IT’S FOR THE VITAMINS
Every holiday feast has its own festive beverage, so of course, a Barbados Tropical Christmas will not disappoint. Sorrel is the traditional Bajan beverage. This spiced, floral drink even looks like Christmas, and that’s when it is enjoyed the most. The dark red drink is preferred over eggnog and has a tart, yet citrusy flavor, much like tamarind, another plant found in the Caribbean. Also, it’s filled with Vitamins A and C, so why wait to try it?
2 cups dried sorrel buds
1 cup sugar
1 1/2 cup grated ginger
1 cinnamon stick
1 1/2 cup grated orange zest (optional)
3 whole cloves
2 cups boiling water
First, bring 2 cups of water to a boil. Place 1 cup of sugar in a jug and add boiling water. Stir until the sugar dissolves.

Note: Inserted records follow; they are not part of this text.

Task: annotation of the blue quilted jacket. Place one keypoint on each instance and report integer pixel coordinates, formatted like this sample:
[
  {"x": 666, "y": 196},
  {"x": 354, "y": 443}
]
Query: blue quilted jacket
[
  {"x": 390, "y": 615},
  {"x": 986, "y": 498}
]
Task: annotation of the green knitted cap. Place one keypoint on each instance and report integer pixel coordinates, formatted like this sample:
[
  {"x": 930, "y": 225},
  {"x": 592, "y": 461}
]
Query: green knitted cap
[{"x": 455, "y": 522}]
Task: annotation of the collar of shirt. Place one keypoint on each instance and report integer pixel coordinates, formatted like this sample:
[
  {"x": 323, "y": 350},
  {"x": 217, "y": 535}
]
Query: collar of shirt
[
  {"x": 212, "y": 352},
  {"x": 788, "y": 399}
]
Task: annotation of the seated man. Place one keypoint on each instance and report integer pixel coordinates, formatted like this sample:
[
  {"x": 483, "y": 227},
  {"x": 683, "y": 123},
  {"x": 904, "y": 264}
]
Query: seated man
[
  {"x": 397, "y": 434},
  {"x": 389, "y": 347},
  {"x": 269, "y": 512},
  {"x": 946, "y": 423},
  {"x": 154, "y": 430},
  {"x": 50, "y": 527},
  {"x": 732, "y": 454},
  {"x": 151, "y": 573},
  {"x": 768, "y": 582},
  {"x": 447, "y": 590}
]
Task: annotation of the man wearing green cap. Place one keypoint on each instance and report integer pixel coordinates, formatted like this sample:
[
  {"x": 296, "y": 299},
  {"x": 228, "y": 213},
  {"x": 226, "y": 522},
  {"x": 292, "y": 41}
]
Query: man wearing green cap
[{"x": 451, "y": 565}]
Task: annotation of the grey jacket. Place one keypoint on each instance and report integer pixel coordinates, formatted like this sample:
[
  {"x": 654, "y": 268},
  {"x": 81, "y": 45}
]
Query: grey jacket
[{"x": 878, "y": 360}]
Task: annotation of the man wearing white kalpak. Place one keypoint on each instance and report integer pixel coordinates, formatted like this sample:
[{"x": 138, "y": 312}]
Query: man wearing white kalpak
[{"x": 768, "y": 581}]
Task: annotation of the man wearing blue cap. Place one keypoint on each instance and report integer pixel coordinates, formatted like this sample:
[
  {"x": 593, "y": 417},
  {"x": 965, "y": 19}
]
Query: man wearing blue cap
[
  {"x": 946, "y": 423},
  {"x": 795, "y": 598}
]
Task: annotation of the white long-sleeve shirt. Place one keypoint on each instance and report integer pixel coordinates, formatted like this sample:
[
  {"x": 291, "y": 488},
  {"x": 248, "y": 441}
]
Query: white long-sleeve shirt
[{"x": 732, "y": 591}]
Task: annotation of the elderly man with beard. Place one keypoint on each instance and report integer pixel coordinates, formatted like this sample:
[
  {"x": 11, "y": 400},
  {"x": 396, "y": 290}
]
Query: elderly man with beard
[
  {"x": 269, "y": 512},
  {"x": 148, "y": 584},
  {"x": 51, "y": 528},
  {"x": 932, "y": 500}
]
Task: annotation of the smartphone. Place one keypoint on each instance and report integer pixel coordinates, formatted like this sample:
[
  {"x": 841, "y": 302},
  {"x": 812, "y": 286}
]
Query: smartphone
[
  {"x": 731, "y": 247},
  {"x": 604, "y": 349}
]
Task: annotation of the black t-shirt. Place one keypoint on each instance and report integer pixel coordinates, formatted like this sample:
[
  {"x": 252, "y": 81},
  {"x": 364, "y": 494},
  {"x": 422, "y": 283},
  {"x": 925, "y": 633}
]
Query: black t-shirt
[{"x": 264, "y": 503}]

Next, place dried sorrel in a large bowl with grated ginger, the juice of one lime, the cinnamon stick, and cloves. Gently pour boiled water and sugar mixture into the bowl.

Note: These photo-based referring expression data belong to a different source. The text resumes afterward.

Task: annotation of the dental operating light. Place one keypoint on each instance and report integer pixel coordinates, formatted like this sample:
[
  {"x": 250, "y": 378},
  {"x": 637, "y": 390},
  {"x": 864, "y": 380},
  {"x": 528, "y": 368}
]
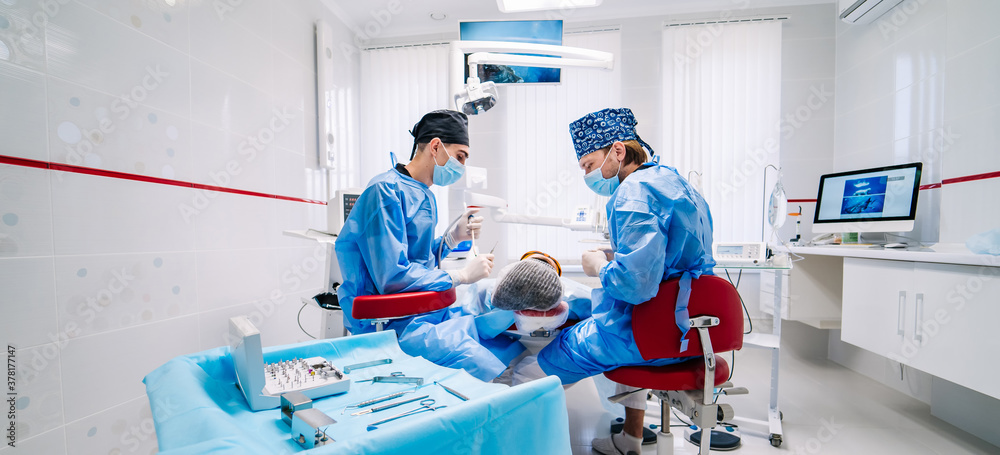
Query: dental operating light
[{"x": 477, "y": 97}]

Finally, allow it to sit and steep for approximately 45 minutes. Refrigerate overnight (24 to 48 hours) for stronger flavor. Strain when ready to serve (to remove excess grounds.)
Optional: Add simple syrup and/or Rum for added flavor. Serve over ice!
BEST GIFT EVER
Clearly, we’ve described a bucket-list holiday. In fact, the more I shared, I’m actually wondering how much a last-minute ticket would be. I’m sure it wouldn’t be the cheapest gift to myself, but it would sooo be worth it…
Undoubtedly, a Barbados Tropical Christmas is an enchanting vacation. It is truly the best of both worlds; You will experience an abundance of holiday cheer and you would be sitting on a world-class beach with tropical temperatures.
How fun to enjoy the breathtaking views of the sun, sand, and sea, but also to fully immerse yourself into the beautiful culture and customs of the warm and welcoming Bajan people.